Private settlement agreements are not advisable since these can be challenged.
Protected employees may only be dismissed for just cause and after an authorisation process before the Ministry of Labour and Social Security, where the employer must demonstrate good cause for the dismissal. This category of employee includes union officials and representatives; any representative of a legitimate workers' association; pregnant women, mothers on maternity leave or in a nursing period; sexual harassment victims; and under-age employees.
Note that discriminatory dismissals based on sexual orientation, age, race, ethnicity or spiritual belief, among others, are null and void, therefore affected employees have the right to reinstatement after a quick procedure before the labour courts.
Most employment-related judicial proceedings come from ex-workers who challenge termination and incorrect calculations of termination payments, including on prior notice, severance and adjustments of calculations, plus legal interests, indexation, and legal fees and costs (usually between 15% and 25% of the total estimate of the labour claim).
Discrimination in employment is prohibited considering facts of “age, ethnicity, sexual orientation, spiritual belief, race, marital status, political opinion, ancestry, culture, affiliation, disability, and economic situation” and also for “any other similar forms of discrimination”. This is a broad scope that may include all kinds of subjective discriminatory acts.
Anyone who claims a discriminatory termination (as in most common cases), must demonstrate facts that are consistent with discrimination. Then, the employer must prove the legal, objective and reasonable grounds for termination. Otherwise, the victim may be reinstated to their job or may apply for supplementary indemnification.
Costa Rica has specialised labour courts with jurisdiction over individual and collective labour claims and social security matters.

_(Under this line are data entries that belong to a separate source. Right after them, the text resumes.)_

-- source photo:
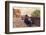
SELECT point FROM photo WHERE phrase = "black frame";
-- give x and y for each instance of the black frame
(7, 16)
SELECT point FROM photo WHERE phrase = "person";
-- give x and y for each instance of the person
(27, 20)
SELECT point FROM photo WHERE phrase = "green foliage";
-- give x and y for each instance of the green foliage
(36, 13)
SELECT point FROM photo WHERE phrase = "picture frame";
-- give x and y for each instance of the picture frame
(10, 5)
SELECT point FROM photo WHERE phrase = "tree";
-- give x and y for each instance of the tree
(36, 13)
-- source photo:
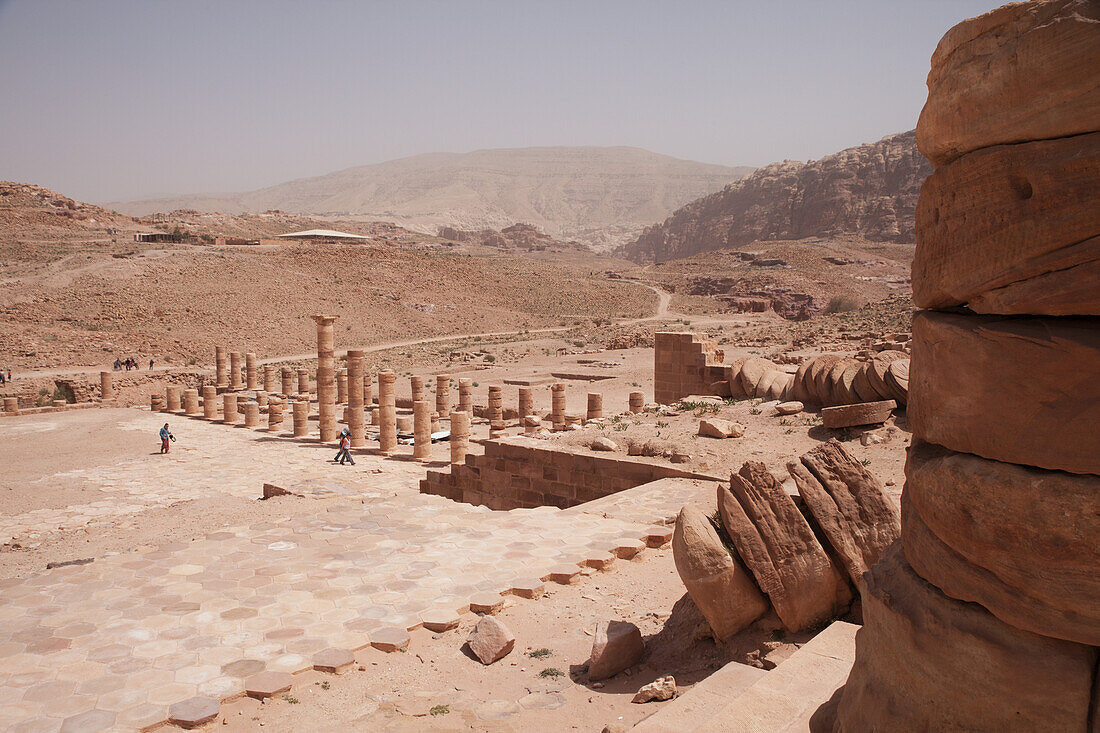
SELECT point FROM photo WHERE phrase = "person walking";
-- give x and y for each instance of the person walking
(165, 436)
(344, 452)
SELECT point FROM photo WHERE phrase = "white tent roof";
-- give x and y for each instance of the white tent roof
(322, 232)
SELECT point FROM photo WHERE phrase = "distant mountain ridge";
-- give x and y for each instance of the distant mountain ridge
(595, 195)
(869, 190)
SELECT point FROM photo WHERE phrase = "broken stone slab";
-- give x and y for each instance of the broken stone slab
(719, 428)
(868, 413)
(660, 689)
(1008, 68)
(1011, 215)
(615, 646)
(491, 639)
(1024, 543)
(925, 662)
(1014, 390)
(779, 548)
(848, 504)
(790, 407)
(715, 579)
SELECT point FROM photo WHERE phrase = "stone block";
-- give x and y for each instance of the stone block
(1014, 390)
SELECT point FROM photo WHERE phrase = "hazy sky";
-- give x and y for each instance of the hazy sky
(108, 100)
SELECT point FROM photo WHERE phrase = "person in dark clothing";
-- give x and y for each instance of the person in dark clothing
(344, 452)
(165, 436)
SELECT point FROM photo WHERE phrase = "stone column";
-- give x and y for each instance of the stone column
(466, 396)
(234, 371)
(191, 402)
(326, 378)
(219, 364)
(300, 416)
(526, 402)
(229, 407)
(387, 413)
(595, 406)
(421, 430)
(172, 397)
(251, 375)
(354, 413)
(558, 405)
(442, 394)
(251, 414)
(342, 386)
(210, 402)
(460, 436)
(495, 407)
(274, 414)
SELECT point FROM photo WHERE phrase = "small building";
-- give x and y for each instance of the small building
(323, 236)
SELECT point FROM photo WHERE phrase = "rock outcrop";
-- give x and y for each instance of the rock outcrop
(869, 190)
(780, 549)
(715, 579)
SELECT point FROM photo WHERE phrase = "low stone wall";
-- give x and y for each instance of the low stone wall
(527, 472)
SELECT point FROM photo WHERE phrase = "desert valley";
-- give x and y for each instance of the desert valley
(575, 437)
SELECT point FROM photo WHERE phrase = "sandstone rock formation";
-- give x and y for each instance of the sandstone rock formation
(777, 545)
(967, 539)
(848, 504)
(869, 190)
(1022, 391)
(928, 663)
(1021, 72)
(713, 576)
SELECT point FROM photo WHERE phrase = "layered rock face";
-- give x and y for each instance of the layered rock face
(987, 614)
(870, 190)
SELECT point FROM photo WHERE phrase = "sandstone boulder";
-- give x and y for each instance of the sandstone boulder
(848, 504)
(1015, 390)
(615, 646)
(719, 428)
(1023, 216)
(928, 663)
(777, 545)
(724, 592)
(1023, 543)
(868, 413)
(491, 639)
(1007, 72)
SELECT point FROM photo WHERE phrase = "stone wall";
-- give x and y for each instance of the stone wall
(684, 363)
(526, 472)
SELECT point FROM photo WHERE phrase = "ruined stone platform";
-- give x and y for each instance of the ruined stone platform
(114, 644)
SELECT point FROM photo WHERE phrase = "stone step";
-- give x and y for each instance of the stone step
(740, 699)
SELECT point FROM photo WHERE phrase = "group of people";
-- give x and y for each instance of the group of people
(129, 363)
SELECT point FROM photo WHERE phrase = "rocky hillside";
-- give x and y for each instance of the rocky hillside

It is mandatory to be legally represented by a lawyer. Workers with low income may ask the state to provide public defence by a lawyer at no cost (Article 454 of the Labour Code).
The statute of limitations is one year after the termination date (Article 413 of the Labour Code).
Labour disputes may be settled by means of alternative dispute resolution. Part of the judicial process is conciliation, being the point at which the parties can reach an agreement that will be approved by the judge and will have the same enforceability as a judgment.
Additionally, in Costa Rica, there are private alternative dispute resolution centres authorised by the Ministry of Labour and Social Security, as well as the Ministry of Justice and Peace, to settle disputes of this nature out of court. The agreements reached at such centres will have the character of a sentence and will generate res judicata. These private centres specialise in arbitration, conciliation and mediation.
Individual labour disputes may be resolved through arbitration, mediation or conciliation processes.
Judicial rulings include legal fees and other procedural expense awards to the winning party. Legal fees, when granted, may reach from 15% up to 25% of the amount granted or the amount initially claimed, but not granted.